Angela Chalk lives in the 7th Ward of New Orleans. Though the Ward sits adjacent to the city’s vibrant and economically critical tourism district, a bitter alchemy of geology (proximity to the Mississippi and impermeable clay soil) and a long history of racial discrimination driving disinvestment in essential infrastructure and planning makes the Ward particularly vulnerable to extreme flooding.
Nearly 15 years after Hurricane Katrina ravaged the neighborhood, major storms can still leave up to three feet of standing water in the streets.

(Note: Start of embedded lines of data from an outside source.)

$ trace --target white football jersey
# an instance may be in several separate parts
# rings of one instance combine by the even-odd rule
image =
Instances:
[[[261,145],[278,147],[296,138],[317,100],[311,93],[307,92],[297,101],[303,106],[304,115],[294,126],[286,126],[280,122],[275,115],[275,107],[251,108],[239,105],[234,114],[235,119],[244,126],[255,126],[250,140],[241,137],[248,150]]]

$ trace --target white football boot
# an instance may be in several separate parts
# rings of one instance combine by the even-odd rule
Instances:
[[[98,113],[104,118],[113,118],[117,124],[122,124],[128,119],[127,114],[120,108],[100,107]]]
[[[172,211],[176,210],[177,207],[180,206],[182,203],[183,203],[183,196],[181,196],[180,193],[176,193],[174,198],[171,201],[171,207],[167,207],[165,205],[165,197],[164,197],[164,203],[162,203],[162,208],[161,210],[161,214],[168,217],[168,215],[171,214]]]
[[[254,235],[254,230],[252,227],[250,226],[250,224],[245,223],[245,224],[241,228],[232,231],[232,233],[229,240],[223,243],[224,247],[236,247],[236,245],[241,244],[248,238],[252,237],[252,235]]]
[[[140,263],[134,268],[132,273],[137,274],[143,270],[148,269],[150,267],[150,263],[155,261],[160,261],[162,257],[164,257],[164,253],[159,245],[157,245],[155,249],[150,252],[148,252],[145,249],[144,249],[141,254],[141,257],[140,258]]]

Not only do these floodwaters destroy homes and businesses, but they leach toxic contaminants into the soil, threatening the health of children and families.
Angela’s background is in public health. She’d already been helping create safe, healthy community gardens for years as a community advocate and by founding a local nonprofit called Healthy Community Services, when a conversation with her 14 year-old grandniece, Anissa, sparked a revelation. Anissa told Angela how she and her classmates had fixed the flooding issues in the school playground by installing a rain garden.
Angela immediately wanted to learn more. She found a training and volunteered to have a demonstration project built at her house. A few rains later, when it was clear that her home and yard were faring better than those around it, she knew she had to bring this to the whole 7th Ward.
HCS, with support from the Partnership for Resilient Communities and many others, has been able to scale its flood-prevention program and now has 60 active green infrastructure projects in three neighborhoods managed by 94 local champions. Each champion works to educate their community about climate and resilience while leading hands-on projects designed to absorb stormwater and deliver other natural benefits.
Day-to-day, that means educating and training residents, pushing for investments to be made in the most vulnerable communities, excavating, removing concrete, bringing in sand, building drains, constructing rain barrels, and planting native plants and trees.
These efforts were put to the test this past July when the rains preceding Hurricane Barry flooded much of New Orleans. “What was interesting is in my area I had maybe three feet of standing water for four hours in the street. But the bioswales worked, and though the street flooded, my driveway did not,” Angela said. Areas that had received interventions from Angela and her team were spared the massive flooding, with up to 350 gallons of water easily draining away and residents reporting that their homes, cars, and businesses were saved.
Angela and HCS are bringing the concept of climate change home for her community. With new tools and resources at her fingertips, Angela is partnering with neighbors, community organizations and others to make her community resilient. “I want people to understand that they have the power to change the community. This is not just someone else’s issue. It is our issue,” said Angela.